Rate Difficulty
To see how SWE-smith compares against real world tasks (e.g. SWE-bench), we LoRA Fine-Tuned a Qwen 2.5 32B Coder Instruct model on 1.5k human ratings of the difficulty of real world bugs.
Given the issue text and patch associated with a task instance, the model will rate the task as "easy" (< 15 min), "medium" (15 min - 1 hour), or "hard" (1+ hours).
Inference
You can rate the difficulty of your own task instances by following these steps:
-
Download the HuggingFace checkpoint.
-
Use
sglang
to serve the checkpoint. The training scripts available in the SWE-smith repository use Modal as a compute service for hosting inference.
N_HOURS=4 N_GPUS=4 modal run --detach swesmith/train/serve_sglang.py \
--model-path /path/to/checkpoint \
--served-model-name gpt-4o \
--tokenizer-path /path/to/Qwen2.5-Coder-32B-Instruct
- Run the following script:
python swesmith/train/difficulty_rater/get_difficulties.py \
--base_url <URL where model is hosted> \
--dataset_path path/to/dataset.json
The script will generate a .json
file containing a mapping from each task instance to a difficulty score.
You can then compute the dataset's difficulty score as the average of all task instance scores.
Prior Datasets
Using our model, we've assessed the difficulty of existing datasets, assigning scores of 1/5/9 to easy/medium/hard tasks.

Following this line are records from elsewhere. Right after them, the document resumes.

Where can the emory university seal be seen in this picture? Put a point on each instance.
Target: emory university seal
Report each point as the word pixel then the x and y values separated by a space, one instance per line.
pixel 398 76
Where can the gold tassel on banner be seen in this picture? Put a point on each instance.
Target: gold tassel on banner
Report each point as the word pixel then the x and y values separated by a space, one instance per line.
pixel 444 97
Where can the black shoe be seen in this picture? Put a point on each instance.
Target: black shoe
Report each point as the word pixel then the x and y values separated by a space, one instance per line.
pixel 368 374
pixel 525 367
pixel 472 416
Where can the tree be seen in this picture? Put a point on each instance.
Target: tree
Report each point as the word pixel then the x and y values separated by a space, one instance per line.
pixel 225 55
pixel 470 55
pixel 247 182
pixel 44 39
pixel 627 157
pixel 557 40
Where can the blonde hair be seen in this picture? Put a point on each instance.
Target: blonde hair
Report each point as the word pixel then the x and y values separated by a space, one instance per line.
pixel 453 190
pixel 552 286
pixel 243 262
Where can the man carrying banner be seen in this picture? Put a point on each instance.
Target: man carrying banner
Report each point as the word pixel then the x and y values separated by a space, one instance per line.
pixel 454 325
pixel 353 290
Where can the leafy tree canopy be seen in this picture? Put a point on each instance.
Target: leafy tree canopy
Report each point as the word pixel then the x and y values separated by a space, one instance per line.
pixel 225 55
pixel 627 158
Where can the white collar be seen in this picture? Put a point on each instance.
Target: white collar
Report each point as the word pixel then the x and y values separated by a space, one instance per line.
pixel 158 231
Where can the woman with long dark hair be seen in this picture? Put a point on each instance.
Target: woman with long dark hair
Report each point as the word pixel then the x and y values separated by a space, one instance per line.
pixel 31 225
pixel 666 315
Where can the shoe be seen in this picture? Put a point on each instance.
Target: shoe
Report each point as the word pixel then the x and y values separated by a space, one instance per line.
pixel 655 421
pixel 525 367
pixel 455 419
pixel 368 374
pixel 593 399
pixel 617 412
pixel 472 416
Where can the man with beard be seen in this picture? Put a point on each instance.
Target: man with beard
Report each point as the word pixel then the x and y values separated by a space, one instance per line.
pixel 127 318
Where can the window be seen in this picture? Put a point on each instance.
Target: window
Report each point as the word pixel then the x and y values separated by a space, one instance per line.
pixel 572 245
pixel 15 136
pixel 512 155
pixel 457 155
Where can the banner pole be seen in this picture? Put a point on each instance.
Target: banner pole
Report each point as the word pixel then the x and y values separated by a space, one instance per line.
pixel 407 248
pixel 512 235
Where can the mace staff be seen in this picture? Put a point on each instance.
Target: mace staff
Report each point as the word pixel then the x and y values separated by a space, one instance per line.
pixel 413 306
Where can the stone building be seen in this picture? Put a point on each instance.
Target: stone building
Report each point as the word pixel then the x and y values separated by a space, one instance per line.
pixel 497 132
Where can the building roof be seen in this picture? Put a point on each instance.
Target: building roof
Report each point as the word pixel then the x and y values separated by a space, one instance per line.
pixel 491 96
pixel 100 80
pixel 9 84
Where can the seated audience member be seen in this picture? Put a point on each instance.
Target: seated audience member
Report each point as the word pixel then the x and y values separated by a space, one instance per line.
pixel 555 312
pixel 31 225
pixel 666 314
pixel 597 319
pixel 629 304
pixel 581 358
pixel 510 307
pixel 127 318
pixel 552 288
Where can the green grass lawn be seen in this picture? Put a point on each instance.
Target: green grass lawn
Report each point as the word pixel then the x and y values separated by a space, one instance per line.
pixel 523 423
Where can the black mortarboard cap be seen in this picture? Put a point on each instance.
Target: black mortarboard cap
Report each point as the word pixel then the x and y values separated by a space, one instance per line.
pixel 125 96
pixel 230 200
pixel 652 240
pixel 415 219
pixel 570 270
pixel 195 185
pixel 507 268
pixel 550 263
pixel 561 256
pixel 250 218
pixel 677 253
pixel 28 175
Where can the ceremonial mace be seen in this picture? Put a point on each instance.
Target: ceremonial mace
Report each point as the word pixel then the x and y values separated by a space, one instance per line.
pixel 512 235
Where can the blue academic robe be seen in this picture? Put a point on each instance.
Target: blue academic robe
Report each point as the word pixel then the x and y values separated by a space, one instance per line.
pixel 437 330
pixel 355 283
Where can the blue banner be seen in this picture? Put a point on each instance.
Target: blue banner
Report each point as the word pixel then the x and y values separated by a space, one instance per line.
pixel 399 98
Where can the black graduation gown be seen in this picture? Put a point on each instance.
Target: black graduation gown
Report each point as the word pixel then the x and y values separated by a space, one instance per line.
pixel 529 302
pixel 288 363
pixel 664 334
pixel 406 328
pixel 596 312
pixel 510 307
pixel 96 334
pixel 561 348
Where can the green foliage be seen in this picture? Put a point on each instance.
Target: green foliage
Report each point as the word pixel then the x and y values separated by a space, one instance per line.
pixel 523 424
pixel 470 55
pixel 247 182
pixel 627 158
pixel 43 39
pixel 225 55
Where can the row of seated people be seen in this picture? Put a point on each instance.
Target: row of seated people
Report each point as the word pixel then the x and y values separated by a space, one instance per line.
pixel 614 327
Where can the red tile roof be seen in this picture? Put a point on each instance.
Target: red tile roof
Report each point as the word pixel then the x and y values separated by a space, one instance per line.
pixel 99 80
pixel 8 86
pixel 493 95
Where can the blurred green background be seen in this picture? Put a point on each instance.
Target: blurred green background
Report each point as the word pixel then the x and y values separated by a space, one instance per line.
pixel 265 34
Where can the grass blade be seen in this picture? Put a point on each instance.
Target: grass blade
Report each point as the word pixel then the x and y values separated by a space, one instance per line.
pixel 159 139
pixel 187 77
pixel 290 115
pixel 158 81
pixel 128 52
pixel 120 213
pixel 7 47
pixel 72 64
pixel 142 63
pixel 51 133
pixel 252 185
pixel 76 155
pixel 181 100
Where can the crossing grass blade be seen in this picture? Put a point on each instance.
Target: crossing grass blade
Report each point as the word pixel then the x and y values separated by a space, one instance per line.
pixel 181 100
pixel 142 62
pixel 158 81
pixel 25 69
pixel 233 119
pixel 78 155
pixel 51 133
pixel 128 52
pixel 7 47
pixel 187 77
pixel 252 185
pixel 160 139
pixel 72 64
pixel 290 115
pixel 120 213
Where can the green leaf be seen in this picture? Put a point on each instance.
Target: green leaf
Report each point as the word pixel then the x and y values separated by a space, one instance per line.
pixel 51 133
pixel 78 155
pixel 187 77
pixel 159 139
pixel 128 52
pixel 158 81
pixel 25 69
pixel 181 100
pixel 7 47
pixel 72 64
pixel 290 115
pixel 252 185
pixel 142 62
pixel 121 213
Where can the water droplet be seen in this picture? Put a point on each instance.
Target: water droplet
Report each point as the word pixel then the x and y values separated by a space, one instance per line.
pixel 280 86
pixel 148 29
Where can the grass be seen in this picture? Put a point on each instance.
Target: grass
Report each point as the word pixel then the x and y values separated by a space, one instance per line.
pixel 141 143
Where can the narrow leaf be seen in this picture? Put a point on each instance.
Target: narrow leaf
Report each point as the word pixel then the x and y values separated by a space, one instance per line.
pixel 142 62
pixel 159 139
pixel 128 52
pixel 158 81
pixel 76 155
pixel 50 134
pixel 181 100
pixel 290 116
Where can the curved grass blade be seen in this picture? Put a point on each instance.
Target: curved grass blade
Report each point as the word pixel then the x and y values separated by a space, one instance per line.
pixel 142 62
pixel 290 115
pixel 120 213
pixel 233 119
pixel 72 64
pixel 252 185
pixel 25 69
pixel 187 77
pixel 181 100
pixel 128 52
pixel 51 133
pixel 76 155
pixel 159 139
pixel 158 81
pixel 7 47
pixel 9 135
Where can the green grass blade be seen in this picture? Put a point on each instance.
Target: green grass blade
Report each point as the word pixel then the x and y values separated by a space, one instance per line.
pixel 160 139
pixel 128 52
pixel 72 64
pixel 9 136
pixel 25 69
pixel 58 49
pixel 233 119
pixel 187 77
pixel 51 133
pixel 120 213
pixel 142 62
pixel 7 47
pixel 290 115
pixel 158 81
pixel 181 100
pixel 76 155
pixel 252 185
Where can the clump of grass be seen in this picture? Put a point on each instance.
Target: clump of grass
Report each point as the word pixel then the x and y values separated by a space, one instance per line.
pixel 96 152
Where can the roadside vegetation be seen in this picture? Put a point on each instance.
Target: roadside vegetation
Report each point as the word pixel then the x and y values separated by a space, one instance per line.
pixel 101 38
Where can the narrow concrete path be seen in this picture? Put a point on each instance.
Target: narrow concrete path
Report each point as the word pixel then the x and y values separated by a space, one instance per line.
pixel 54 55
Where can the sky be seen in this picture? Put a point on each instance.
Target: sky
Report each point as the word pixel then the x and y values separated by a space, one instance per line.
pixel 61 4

Dataset | # Instances | Score | easy |
med |
hard |
---|---|---|---|---|---|
SWE-bench | 2294 | 5.014 | 438 | 1408 | 446 |
└── Lite | 300 | 3.893 | 93 | 197 | 10 |
└── Verified | 500 | 3.960 | 173 | 284 | 43 |
SWE-bench Multimodal | 510 | 6.036 | 55 | 265 | 186 |
SWE-gym | 2438 | 5.625 | 288 | 1456 | 664 |
└── Lite | 230 | 3.890 | 67 | 156 | 4 |
SWE-smith (LM Modify) | 1000 | 3.304 | 441 | 542 | 17 |
SWE-smith (LM Rewrite) | 1000 | 5.272 | 68 | 796 | 136 |
SWE-smith (Procedural) | 1000 | 3.596 | 374 | 603 | 23 |
SWE-smith (PR Mirror) | 1000 | 4.876 | 206 | 619 | 175 |
SWE-smith (Combine) | 1000 | 5.720 | 52 | 716 | 232 |
From the table, we demonstrate that SWE-smith task instances are comparable to real world tasks, and that our bug generation techniques allow for a wide range of task difficulties.